Initial delineation of curricular content

A literature search was performed to identify the key elements of a simulation technician’s skill set using search terms including ‘simulation technician’, ‘simulation technician assessment’, ‘simulation fellowship’, ‘simulation fellowship curriculum’ and ‘medical simulation fellowship’. This search did not identify any current assessment tools to evaluate simulation fellows’ technical skill set. The initial blueprint for the assessment tool was developed by two current medical simulation directors, who completed 1 year medical simulation fellowships. This initial blueprint was then evaluated by four subject matter experts (SME), which included three simulation fellowship graduates and a simulation technician with experience at an institution with a simulation fellowship programme.
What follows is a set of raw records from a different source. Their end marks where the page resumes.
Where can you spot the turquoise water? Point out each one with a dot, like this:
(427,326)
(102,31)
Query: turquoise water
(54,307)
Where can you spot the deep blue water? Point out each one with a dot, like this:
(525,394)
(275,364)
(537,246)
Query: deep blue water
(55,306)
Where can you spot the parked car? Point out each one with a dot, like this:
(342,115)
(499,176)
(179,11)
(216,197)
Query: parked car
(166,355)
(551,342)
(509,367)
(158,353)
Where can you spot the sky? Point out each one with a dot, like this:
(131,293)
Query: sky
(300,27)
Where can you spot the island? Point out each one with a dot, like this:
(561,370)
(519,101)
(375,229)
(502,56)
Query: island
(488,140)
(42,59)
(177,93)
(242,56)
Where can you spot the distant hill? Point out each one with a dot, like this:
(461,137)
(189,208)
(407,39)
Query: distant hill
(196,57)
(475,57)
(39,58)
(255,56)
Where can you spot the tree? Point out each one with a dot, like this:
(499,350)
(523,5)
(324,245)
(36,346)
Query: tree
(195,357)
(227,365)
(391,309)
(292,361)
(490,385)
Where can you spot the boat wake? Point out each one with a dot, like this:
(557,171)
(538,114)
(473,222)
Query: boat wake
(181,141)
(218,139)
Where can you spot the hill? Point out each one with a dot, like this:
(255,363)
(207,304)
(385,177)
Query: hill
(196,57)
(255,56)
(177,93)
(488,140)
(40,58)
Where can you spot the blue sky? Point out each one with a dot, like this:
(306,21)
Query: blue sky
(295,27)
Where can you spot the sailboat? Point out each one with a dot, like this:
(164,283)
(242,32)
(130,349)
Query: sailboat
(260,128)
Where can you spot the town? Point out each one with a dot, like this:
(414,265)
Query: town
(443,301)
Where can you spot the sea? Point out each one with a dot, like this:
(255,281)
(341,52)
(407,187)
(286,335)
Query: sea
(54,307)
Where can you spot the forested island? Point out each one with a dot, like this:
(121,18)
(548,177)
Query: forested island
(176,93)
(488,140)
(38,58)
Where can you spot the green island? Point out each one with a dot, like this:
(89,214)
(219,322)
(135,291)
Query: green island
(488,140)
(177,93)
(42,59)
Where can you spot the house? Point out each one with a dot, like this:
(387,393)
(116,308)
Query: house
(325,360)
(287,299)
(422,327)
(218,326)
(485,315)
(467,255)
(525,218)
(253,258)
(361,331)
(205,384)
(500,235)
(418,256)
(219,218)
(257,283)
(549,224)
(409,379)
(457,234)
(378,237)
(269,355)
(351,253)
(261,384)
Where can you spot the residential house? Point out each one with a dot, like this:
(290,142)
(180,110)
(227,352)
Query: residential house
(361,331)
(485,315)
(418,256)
Validation of curricular content using survey methodology

Simulation fellowship directors, simulation technicians and simulation educators in the USA and Canada participated in the analysis of the assessment tool blueprint. An expert was defined as a simulation fellowship director, a simulation technician or a simulation educator who has a background in simulation technology or operations. The survey was distributed to a list of simulation fellowship directors published by previous scholars, simulation technicians on The Gathering of Healthcare Simulation Technology Specialists listserv and the Society for Simulation in Healthcare Simulation Operations and Technology section listserv.¹⁰ In addition, a web-based search was performed to identify any additional simulation fellowship directors who were not included on the previously published list using key search terms: ‘simulation fellowship’, ‘simulation fellowship director’, ‘medical simulation fellowship’, ‘anesthesia simulation fellowship’, ‘emergency medicine simulation fellowship’ and ‘surgical simulation fellowship’.¹⁰

A web-based survey (www.surveymonkey.com) was disseminated that asked experts to evaluate each element of the assessment tool and whether it should be kept, modified or deleted. The experts were asked to provide an explanation for any modification or deletion they suggested. In addition, experts could suggest extra content they felt was missing from the initial assessment tool. Once the survey results were compiled, a free marginal kappa was calculated for each subitem to assess inter-rater agreement. Based on the work of previous scholars, a value greater than 0.7 was used to denote satisfactory inter-rater agreement.¹⁷ Additional content that was suggested by experts was analysed through an inductive qualitative analysis approach. Two coauthors independently reviewed the qualitative comments and identified thematic groups. Any discrepancy was resolved through discussion, review of relevant quotations and a third reviewer if necessary.

Obtaining consensus on modification using modified Delphi methodology

Assessment tool subitems that did not achieve satisfactory inter-rater agreement were collected and disseminated in a second survey. During the second survey, experts rated assessment tool subitems on a 5-point scale: strongly disagree, disagree, neutral, agree and strongly agree. Subitems that were rated by 75% of experts greater than or equal to 4 were included in the final assessment tool.

Statistical analysis

Statistical analyses of both rounds 1 and 2 were performed by using SAS (V.9.4; SAS Institute). In round 1, categorical data are presented as counts and percentages. The distribution of survey responses to each subitem within each element is summarised using frequencies and percentages for each of the three response categories: keep, modify or delete. Since no restrictions were placed on the marginal distributions, that is, raters were free to place as many subitems in each category as they felt appropriate without quota restriction, the free marginal kappa is used to determine if consensus is reached.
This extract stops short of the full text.